同報道によると、陳会長は、北京で台湾企業連合会・郭山輝会長一行と会食した際にこの話を切り出したという。同氏はさらに「大陸が台湾に対して取っているすべての政策・決定、すべての思慮、すべての動きはみな『両岸和平』のため」だと表明し、「さもなければ、危険な境地に陥るだろう」と台湾独立の動きに釘を刺した。また「今後の執政も今の政策を無条件に継続させるほど簡単なことではない」と中国の台湾政策はあくまでも「1つの中国」という条件の上で成り立っていることを示唆した。
一方、その少し前に、台湾の馬英九政権が「九二共識」を繰り返したばかりだった。両者が短い間に相次いで同じことを提起したことは、馬政権と中国当局の馴れ合い政治の表れだ、と野党の民進党は指摘し、中国側が台湾に経済「譲歩」政策を遂行する前提は、「中華民国」を消滅させることだとみている。

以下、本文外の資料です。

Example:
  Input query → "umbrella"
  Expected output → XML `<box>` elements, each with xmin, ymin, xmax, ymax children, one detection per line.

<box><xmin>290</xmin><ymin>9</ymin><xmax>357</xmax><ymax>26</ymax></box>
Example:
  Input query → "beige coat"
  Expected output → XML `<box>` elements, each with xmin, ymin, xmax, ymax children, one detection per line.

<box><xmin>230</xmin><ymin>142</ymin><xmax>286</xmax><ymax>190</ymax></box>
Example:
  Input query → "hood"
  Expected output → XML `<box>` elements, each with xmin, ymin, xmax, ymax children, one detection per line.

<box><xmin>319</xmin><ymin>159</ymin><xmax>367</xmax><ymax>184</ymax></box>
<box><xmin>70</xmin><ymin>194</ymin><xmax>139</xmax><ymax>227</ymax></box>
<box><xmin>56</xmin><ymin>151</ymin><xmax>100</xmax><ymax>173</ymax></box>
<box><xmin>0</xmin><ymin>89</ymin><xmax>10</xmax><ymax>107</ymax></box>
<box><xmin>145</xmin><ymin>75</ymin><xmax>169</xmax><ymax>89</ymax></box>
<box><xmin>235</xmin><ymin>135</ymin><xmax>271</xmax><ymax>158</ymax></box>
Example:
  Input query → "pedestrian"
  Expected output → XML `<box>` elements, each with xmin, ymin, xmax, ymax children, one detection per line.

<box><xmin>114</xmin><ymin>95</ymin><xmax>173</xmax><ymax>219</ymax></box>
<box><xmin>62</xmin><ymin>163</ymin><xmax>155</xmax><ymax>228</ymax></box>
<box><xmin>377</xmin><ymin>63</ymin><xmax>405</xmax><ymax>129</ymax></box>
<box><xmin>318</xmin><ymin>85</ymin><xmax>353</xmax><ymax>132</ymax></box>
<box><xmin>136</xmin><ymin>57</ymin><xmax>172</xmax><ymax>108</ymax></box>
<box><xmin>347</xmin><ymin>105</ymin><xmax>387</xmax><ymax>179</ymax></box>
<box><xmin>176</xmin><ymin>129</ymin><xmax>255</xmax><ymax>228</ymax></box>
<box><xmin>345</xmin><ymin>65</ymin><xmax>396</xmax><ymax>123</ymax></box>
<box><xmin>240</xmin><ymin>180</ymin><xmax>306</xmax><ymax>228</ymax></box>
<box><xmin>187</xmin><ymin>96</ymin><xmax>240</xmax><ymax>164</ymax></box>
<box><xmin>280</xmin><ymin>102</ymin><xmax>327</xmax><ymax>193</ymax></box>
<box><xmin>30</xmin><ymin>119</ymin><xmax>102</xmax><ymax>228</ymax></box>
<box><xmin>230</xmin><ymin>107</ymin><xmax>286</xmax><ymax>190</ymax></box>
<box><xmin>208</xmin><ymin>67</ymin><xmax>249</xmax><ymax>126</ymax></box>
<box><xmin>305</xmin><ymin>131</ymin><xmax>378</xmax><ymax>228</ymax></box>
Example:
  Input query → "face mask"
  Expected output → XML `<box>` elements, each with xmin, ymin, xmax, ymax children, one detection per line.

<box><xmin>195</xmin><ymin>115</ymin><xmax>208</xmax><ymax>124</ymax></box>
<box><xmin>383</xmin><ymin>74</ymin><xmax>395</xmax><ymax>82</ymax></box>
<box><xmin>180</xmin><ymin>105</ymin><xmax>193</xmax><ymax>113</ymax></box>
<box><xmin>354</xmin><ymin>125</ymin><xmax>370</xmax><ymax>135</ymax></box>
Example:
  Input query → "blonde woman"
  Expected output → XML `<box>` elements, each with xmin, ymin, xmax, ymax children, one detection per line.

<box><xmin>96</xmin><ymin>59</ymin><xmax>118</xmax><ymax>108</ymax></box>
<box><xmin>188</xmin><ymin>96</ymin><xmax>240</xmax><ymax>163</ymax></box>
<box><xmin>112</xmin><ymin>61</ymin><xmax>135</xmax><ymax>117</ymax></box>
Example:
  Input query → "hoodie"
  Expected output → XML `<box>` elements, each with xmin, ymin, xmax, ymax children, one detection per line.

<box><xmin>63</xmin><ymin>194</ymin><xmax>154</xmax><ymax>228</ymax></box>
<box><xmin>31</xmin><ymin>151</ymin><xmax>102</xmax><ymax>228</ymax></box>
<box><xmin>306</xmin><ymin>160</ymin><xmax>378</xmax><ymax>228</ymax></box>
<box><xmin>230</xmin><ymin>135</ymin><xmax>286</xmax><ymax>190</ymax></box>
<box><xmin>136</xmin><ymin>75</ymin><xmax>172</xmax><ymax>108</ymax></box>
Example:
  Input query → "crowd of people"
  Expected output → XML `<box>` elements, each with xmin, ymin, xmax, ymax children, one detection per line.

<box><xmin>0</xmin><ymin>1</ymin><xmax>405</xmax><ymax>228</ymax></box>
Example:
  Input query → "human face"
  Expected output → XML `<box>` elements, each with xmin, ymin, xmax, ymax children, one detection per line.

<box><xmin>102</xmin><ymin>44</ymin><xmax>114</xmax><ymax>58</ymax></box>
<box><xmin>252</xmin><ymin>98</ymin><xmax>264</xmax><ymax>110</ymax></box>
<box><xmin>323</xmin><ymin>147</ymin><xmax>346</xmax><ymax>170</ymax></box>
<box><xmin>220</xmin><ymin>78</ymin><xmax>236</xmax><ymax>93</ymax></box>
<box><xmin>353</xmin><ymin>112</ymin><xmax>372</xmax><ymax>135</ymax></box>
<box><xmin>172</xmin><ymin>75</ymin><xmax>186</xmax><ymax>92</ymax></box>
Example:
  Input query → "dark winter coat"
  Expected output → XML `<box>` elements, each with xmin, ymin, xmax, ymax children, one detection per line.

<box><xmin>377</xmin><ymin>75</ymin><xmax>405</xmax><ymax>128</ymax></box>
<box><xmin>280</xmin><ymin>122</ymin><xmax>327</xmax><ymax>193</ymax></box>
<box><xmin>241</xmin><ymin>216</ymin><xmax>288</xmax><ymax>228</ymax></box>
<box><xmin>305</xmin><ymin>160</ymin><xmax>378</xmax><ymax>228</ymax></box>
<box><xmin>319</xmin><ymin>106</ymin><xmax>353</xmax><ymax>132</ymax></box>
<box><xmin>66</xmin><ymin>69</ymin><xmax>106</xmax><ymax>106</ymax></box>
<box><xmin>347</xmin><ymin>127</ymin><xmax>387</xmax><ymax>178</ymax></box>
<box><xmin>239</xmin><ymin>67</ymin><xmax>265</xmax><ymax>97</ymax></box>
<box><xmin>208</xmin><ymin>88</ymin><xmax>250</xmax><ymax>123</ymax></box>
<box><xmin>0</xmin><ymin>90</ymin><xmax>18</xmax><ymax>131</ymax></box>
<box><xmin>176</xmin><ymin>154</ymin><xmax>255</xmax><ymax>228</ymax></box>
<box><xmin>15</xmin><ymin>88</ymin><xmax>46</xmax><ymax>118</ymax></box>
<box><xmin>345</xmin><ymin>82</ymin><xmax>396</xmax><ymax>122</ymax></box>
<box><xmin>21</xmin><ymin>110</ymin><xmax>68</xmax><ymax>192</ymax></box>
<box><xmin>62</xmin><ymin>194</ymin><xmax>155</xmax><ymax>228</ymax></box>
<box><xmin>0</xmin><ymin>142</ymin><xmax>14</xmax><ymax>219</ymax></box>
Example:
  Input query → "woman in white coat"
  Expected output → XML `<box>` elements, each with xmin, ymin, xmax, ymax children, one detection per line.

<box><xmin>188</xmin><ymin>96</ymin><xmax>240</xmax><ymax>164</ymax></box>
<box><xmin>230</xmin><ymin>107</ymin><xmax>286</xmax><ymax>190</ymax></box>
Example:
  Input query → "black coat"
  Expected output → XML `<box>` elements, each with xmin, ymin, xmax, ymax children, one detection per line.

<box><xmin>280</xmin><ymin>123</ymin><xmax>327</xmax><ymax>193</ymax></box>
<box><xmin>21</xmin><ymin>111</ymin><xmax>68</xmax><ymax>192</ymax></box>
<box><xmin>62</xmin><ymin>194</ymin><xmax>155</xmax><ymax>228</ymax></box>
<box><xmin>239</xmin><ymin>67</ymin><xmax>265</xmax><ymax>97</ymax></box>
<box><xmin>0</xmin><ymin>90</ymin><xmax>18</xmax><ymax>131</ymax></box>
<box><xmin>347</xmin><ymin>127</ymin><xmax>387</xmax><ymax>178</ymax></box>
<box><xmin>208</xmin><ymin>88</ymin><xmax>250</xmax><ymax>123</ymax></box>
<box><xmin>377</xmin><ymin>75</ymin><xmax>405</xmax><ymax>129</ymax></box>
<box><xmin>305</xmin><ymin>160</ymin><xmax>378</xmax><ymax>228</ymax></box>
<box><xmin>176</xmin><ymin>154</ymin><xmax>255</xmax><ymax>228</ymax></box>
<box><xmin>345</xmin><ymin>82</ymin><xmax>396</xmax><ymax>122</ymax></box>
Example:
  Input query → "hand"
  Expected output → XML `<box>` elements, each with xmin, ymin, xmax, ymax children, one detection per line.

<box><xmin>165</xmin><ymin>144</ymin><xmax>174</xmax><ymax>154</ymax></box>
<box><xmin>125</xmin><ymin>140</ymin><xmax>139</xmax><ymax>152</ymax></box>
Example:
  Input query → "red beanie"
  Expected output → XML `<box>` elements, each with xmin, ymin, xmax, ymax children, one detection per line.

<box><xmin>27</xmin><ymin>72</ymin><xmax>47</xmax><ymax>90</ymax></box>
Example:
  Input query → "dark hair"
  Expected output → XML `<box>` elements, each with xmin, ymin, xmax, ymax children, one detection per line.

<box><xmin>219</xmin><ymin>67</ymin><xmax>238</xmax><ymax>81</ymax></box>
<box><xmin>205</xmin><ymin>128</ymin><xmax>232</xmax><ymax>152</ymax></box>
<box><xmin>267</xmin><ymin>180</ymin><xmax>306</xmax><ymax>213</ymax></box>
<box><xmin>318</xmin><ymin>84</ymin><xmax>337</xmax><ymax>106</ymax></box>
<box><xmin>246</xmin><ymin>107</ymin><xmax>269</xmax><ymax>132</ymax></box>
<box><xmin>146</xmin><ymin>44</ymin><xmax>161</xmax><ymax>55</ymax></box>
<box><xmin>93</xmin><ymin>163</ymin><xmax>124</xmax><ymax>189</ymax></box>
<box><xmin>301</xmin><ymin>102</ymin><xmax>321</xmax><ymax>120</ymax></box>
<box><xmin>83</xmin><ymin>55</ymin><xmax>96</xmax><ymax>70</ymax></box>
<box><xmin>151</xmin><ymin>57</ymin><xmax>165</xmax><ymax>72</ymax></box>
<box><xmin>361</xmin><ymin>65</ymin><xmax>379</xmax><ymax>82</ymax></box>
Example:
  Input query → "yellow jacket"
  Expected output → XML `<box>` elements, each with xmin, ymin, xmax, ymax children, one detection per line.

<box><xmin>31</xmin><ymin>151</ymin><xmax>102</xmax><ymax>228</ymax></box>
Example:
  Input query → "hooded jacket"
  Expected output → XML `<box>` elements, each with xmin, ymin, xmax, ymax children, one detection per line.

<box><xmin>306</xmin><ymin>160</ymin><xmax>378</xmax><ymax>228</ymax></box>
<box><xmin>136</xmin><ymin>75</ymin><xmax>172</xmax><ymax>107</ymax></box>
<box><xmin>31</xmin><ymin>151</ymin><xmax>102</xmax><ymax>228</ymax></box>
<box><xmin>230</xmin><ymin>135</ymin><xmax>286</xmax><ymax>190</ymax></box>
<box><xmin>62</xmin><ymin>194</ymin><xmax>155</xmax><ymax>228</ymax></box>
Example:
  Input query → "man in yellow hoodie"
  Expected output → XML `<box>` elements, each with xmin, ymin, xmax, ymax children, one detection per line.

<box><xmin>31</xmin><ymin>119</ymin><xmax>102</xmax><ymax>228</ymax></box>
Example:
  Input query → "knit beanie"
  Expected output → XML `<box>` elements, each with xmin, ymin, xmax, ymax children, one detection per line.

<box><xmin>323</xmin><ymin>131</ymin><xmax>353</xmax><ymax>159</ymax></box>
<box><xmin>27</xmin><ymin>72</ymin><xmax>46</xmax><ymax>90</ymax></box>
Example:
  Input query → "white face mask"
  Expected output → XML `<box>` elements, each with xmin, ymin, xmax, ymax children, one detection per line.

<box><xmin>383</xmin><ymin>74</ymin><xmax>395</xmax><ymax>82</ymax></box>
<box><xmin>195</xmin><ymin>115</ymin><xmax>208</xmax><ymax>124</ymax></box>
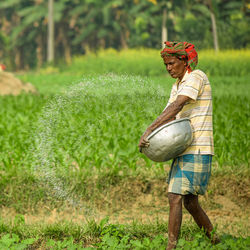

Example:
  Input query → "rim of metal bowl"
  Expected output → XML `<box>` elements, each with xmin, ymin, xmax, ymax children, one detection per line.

<box><xmin>147</xmin><ymin>118</ymin><xmax>190</xmax><ymax>140</ymax></box>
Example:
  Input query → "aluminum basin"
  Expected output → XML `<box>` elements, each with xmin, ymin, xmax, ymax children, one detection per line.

<box><xmin>142</xmin><ymin>118</ymin><xmax>193</xmax><ymax>162</ymax></box>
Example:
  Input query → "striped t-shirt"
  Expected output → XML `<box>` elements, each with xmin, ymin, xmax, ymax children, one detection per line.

<box><xmin>164</xmin><ymin>70</ymin><xmax>214</xmax><ymax>155</ymax></box>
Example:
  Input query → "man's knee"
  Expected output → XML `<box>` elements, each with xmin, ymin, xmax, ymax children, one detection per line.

台湾紙・聯合報は、陳氏の談話は表向きでは「九二共識」を認めていない民進党への警告だが、実は馬政権が民進党に同調することをけん制していると分析した。昨年台湾で行われた五都市の市長選挙では、国民党が三勝し数の上では勝利したが、五都市全体の得票総数で民進党に大きく負け越した結果となった。このため、今年末の立法委員選挙と来年の総統選挙では、国民党は民進党にすり寄る形になるだろう、と同紙は予測している。
実際、馬総統は今年元旦の講演で、「台湾の未来は2300万人が握っており、私たちは自分で決めるのだ」と述べていた。講演内容の本質は12年前に民進党が発表した「台湾前途決議文」と同じだった。
「九二共識」とは、1992年に大陸の海協会と台湾の海峡交流基金会(海基会)が香港での会談で、「一つの中国」問題に関して合意に達したとされる共通認識。合意内容については、台湾側が主張する「『1つの中国』を堅持、政治的意味は各自で解釈」と、中国側が主張する「『1つの中国』を堅持」は、必ずしも一致していない。